To the editor:
Gov. Deval Patrick believes the process that gave the Gloucester Community Arts Charter School its charter was "sound," yet he has twice asked for a "re-do" ("Patrick: Probation 'right thing to do' for charter," Times, Page 1, Wednesday, Oct. 19).
Some readers might also think it's odd that Paul Reville, Patrick's own secretary of education, is one of the members of the Board of Elementary and Secondary Education whom Gov. Patrick claims won't listen to him.
Let me explain.
The charter was granted for the GCA Charter School because, as Secretary Reville told his Commissioner of Elementary and Secondary Education Mitchell Chester, the Patrick administration needed to grant at least one new charter in 2009 in order to maintain the viability of their political agenda.
To Secretary Reville, the fact that the three finalists for new charters that year had been rejected by the Charter School Office's rigorous and independent evaluation process was an inconvenience.
This has been well documented, from news stories first reported in this newspaper to a scathing report from the state's Inspector General.
Even Mayor Carolyn Kirk, whose position on the GCA Charter School is finely nuanced, knows this. She told the Gloucester Daily Times in the fall of 2009:
"This memo (from Reville to Chester) is evidence that the Gloucester charter school was granted based on political calculation rather than on educational merits.
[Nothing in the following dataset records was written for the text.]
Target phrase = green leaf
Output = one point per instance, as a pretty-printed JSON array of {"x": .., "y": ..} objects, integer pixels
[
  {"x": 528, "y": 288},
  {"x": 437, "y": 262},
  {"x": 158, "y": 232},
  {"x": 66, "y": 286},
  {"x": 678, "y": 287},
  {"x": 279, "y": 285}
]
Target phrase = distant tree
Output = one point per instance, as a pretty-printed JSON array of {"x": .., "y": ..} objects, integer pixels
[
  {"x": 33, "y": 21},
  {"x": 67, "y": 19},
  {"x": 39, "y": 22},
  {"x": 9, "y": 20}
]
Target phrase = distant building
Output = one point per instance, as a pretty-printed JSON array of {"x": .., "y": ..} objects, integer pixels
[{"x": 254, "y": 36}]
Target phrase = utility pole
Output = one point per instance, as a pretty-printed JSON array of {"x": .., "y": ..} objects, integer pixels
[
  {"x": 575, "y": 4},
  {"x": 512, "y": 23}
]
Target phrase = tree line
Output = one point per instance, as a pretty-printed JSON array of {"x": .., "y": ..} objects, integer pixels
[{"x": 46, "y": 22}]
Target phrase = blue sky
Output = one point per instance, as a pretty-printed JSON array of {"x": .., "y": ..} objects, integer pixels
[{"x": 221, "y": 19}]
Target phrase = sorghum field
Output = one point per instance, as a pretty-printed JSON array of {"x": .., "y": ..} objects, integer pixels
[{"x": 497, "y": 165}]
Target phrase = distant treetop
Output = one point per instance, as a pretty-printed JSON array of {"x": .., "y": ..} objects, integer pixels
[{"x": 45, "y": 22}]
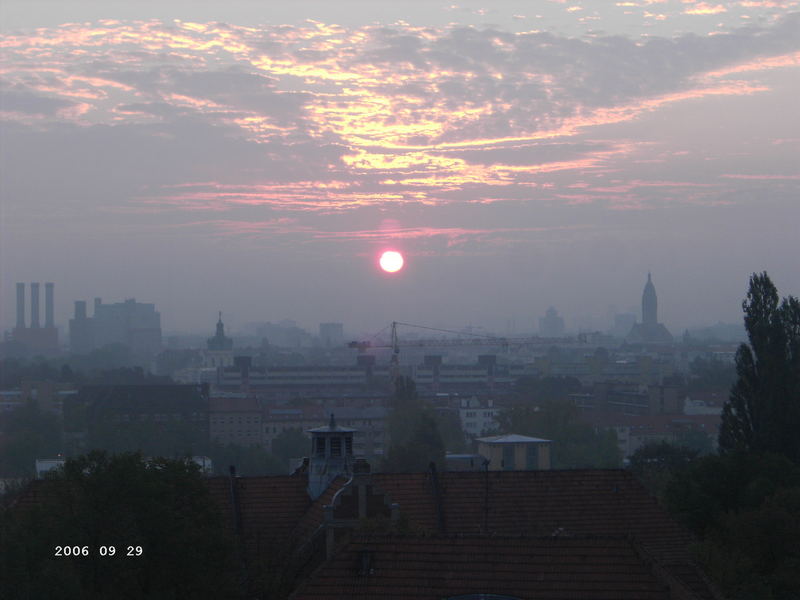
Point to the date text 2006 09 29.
(133, 551)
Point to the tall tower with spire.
(649, 331)
(649, 304)
(219, 349)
It also explains why the commissioner overturned the state's charter review team's recommendation to deny the charter based on the weakness of the application. The Gloucester charter school should be stopped in its tracks now. I don't want my faith to beshattered in the Patrick administration."
Charter schools have been one of the hottest topics in education for the past few years. Gov. Patrick has made education a signature issue of his administration. He even has Secretary Reville's former chief of staff and director of his "Readiness Project" education initiative serving as his campaign manager.
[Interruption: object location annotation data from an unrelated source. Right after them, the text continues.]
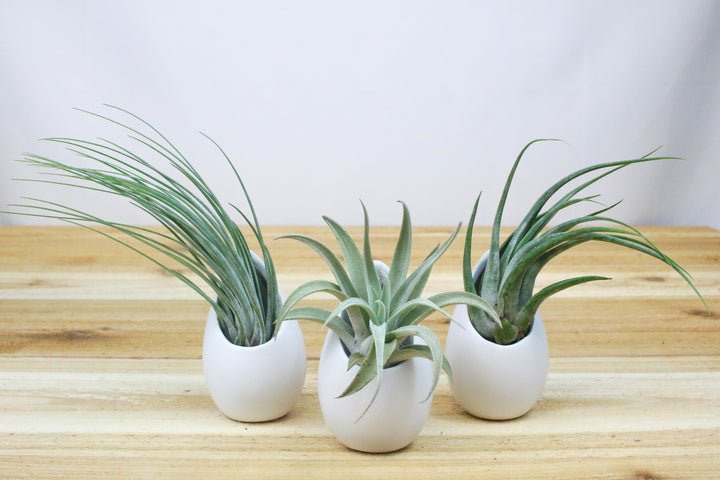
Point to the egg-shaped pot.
(396, 416)
(259, 383)
(491, 381)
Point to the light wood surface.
(101, 377)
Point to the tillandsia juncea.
(198, 232)
(380, 310)
(507, 279)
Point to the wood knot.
(654, 278)
(646, 475)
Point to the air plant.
(380, 309)
(507, 279)
(198, 232)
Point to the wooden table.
(101, 377)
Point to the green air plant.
(507, 280)
(198, 232)
(379, 313)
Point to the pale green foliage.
(199, 234)
(378, 311)
(508, 278)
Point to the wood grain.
(101, 377)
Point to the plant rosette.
(396, 415)
(254, 367)
(258, 383)
(492, 381)
(500, 361)
(379, 366)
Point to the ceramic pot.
(254, 384)
(396, 416)
(491, 381)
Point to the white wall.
(322, 103)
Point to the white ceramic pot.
(496, 382)
(254, 384)
(396, 416)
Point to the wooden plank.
(153, 417)
(100, 371)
The idea that Patrick's secretary of education went off on his own and decided that his administration's perceived political needs trumped the lack of merit in the those three applications for new school charters is hard to swallow.
Did Secretary Reville consult his boss before he made that call? Neither answer is a good one.
If anyone has been using children as political pawns in this mess, it is Patrick, Reville, and Chester.
Deval Patrick will not get my vote this year.